Estimados foreros.

Después de muchos años de guitarra y de alguna actuación se me plantea la siguiente cuestión de la que os hago participes.

Partimos de que no todas las obras del repertorio nos gustan igual. Al público le pasa lo mismo incluso cuando yo soy parte de él. ¿Cómo entonces debería ser este?. Porque podemos interpertar aquel repertorio que nos guste a nosotros que tocamos, el cual posiblemente le guste a alguien mas del público. Se me ocurre por esta vía que podiamos tocar todo siglo XX e integrar autores nuevos o poco conocidos con el fin de dar empujón a toda la música nueva que está surgiendo para nuestro instrumento. ¿Porque no así, entonces?.

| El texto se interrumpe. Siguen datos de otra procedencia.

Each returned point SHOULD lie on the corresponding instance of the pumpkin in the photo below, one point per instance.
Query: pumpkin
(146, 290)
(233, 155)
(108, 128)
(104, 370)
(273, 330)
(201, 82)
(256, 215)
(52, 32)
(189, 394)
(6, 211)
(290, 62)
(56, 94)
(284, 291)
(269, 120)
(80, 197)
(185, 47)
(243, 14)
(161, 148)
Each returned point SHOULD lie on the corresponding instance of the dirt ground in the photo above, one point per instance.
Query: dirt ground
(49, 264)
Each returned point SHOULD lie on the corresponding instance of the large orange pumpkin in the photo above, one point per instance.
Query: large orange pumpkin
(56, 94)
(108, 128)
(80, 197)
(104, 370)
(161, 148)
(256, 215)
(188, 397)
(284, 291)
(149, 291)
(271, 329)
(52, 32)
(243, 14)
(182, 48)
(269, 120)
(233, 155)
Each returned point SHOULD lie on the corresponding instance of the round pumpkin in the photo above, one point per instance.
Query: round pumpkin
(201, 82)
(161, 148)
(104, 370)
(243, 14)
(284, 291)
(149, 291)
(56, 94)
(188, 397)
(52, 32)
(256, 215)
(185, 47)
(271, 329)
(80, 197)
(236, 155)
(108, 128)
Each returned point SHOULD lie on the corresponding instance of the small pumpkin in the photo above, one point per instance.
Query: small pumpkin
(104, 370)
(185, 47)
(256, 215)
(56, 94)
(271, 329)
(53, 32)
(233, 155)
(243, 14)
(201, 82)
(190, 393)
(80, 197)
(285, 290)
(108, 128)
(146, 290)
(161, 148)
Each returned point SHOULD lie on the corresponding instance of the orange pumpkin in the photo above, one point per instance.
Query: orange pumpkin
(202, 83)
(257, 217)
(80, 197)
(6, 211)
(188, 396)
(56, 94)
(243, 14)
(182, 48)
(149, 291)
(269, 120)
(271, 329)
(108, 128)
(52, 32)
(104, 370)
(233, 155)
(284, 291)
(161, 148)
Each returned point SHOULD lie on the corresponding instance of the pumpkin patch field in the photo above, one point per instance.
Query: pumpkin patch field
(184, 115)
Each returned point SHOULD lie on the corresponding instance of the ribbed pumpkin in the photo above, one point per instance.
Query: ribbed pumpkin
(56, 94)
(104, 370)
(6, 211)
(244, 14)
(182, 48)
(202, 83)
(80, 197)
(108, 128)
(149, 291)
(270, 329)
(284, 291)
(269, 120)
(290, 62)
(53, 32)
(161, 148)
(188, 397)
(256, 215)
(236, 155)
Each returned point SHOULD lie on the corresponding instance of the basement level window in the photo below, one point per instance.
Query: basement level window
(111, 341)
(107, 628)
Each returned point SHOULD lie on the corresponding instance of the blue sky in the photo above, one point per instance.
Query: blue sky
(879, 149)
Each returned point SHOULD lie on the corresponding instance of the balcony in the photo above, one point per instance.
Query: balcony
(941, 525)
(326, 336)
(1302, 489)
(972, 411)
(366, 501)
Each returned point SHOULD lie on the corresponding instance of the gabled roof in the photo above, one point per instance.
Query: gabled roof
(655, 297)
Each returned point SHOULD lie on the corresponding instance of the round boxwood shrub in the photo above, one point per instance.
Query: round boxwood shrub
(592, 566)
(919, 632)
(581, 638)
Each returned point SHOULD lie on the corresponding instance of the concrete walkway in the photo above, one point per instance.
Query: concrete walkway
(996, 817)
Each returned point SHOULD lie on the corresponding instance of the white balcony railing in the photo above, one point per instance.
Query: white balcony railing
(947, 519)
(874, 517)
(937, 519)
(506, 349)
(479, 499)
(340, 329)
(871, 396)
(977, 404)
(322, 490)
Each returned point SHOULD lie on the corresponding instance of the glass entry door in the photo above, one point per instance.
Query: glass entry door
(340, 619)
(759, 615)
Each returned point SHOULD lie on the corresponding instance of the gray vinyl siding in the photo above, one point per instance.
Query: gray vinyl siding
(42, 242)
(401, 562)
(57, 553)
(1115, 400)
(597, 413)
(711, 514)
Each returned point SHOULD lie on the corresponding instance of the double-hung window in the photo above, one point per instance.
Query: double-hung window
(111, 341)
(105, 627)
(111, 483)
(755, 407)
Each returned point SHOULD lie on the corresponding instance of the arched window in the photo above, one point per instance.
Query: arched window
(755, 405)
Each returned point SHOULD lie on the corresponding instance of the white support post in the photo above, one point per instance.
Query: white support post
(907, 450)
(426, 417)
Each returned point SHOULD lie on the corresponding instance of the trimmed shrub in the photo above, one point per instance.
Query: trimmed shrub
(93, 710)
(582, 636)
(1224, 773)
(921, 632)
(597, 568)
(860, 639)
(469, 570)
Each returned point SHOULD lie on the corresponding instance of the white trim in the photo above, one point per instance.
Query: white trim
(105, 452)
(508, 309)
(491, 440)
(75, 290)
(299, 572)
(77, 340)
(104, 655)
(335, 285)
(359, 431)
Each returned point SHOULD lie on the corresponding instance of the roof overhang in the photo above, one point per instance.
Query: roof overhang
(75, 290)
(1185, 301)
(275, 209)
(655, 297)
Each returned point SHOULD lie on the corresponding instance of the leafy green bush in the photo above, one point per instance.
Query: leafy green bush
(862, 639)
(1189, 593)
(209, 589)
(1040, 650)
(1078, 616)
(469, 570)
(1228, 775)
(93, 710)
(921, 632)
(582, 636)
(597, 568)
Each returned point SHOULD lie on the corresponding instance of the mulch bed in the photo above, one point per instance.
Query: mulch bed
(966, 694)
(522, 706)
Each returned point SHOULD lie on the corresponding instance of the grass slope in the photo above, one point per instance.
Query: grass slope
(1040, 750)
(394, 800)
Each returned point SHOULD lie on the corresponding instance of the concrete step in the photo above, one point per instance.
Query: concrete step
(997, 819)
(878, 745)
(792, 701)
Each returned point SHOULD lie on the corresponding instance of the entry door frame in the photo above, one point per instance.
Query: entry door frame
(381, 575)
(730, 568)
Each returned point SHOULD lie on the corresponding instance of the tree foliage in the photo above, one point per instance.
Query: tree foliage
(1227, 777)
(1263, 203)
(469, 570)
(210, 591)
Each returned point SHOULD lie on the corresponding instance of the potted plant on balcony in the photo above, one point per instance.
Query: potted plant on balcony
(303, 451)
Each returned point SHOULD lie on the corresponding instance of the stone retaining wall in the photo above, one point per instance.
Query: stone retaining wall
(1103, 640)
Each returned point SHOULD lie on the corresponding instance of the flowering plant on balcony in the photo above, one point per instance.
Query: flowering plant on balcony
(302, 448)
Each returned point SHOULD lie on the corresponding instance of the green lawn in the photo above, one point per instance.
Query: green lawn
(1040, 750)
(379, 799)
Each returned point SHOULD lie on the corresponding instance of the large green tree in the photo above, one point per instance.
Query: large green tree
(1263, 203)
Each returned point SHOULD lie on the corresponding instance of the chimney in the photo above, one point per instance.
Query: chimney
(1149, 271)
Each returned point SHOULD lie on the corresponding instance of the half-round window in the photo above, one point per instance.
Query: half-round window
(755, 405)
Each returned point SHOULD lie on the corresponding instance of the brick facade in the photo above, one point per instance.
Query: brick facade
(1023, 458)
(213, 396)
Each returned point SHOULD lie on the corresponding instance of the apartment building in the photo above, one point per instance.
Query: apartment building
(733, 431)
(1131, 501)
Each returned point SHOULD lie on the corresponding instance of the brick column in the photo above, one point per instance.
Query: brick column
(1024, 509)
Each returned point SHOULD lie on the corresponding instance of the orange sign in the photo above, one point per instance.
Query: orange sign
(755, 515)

¿Os imaginais a una querida abuela que le guste obras de, por ejemplo, Luciano Berio o de Arthur Kampela?. Incluso no hace falta que sea una abuela para preferir la bonita obra Capricho Árabe antes que alguna "rara" como por ejemplo Memorias del Cimarón. En este punto alguién dirá que se debe tocar lo que pide el público. No se equivoca, solamente que entonces nos veremos anclados en el siglo XIX ó quizás XX tocando obras de la época de M.M. Ponce que ya nos sitúa, no mucho, pero si un poco atrás en el tiempo.

¿Cuál es mi propuesta a esta disyuntiva?. Puesto que ambos extremos no son factibles para mi gusto, ¿porqué no promover una música que, además de moderna, guste al consumidor tanto experimentado en música como al profano en ella?.

Me gustaría escuchar vuestras opiniones.